The visitors, survivors of the worst experiments on human beings in history, had not come all the way from Poland, Israel and the United States just for the apology. They had sought for 56 years a meaning for their torment at the hands of the Auschwitz doctor, Joseph Mengele. In Berlin they found an answer at last, but not one that will bring them or Germany peace.

For new research proves that Mengele's experiments on thousands of human guinea pigs had been no aberrations, but served eminent scientists who continued their glittering careers after the war. Indeed, one scholar connected to Mengele's Auschwitz projects, Nobel laureate Adolf Butenandt, was president of the Max Planck Society until his retirement in 1972.

Efraim Reichenberg, a Hungarian Jew deported in 1994 to Auschwitz, has been investigating the so-called "twins project" for many years, and drew the same conclusion long ago. "Mengele was just a small cog in the machinery of mass murder," he says. "The biggest crime in history was carried out under the orders of the world's greatest scientists."

Mr Reichenberg and his older brother Laszlo were mistaken for twins. Laszlo had a beautiful baritone voice, Efraim could not sing to save his life. "Mengele wanted to know why we were different," he recalls. For months on end, "we both brothers received injections in our necks, which immediately made our throats swell up. We developed high fever; sometimes we could not say a word." They survived ­ among the few of the 1,500 "Mengele twins" to do so ­ but Laszlo died of his injuries in 1946. Efraim's mangled vocal chords, larynx and part of the oesophagus had to be removed in a series of 22 gruelling operations. He was speechless until a German company developed a voice box in the 1980s. "It's one of the ironies of my life. They took my voice away, and they gave it back to me."

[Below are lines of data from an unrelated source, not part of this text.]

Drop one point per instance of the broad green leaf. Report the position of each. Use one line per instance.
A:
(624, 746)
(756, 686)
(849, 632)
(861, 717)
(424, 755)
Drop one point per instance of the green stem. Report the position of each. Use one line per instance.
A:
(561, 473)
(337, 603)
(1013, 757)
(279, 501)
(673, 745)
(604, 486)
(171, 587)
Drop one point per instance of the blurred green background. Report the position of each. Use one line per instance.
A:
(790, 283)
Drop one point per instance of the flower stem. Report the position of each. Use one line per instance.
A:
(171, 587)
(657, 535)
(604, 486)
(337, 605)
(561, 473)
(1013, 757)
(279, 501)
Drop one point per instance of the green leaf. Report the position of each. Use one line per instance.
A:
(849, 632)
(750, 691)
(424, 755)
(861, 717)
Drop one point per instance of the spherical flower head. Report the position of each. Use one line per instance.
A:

The very name of Dr Mengele has become synonymous with Nazi depravity. But those who have looked into recently opened files have concluded that the "Angel of Death" was merely a scapegoat for the real brains of serious scientific projects.

"Mengele was sort of set up," says Professor Robert Proctor, an American authority on Nazi science. "There was some very important whitewashing after the war. The leading philosophers and theorists of the Final Solution went free." A working group commissioned by the Max Planck Society reported this week that it had established direct links between leading academic centres and Dr Mengele's laboratory.

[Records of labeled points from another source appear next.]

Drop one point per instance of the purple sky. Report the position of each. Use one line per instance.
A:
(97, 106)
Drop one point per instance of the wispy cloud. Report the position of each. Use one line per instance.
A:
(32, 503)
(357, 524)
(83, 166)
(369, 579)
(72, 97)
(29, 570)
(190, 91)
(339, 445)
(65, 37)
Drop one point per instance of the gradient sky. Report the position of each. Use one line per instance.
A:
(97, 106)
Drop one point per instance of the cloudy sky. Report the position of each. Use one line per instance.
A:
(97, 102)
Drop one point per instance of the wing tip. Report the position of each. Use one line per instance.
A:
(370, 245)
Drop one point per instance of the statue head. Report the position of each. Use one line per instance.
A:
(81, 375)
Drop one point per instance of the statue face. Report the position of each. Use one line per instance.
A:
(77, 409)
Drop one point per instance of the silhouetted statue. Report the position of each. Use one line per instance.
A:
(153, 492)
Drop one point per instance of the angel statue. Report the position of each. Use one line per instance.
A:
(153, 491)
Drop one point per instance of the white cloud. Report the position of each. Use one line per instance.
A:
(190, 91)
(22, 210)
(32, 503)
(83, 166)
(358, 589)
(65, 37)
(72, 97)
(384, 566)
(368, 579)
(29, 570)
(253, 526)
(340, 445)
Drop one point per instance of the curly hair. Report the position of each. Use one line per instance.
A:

The mastermind behind the Auschwitz projects was Otmar von Verschuer, Mengele's former PhD supervisor and head of the prestigious Anthropology Institute in Berlin. "Verschuer influenced the entire philosophy of genocide," Prof Proctor says. Verschuer was to become one of the world's leading human geneticists after the war. He died in a car crash in 1969.

The notorious experiments in which inmates were deliberately infected with tuberculosis were Verschuer's idea. Another scholar linked to the project was Butenandt, a pioneer of the contraceptive pill. When he died in 1996, he was mourned as one of the greatest Germans of the 20th century.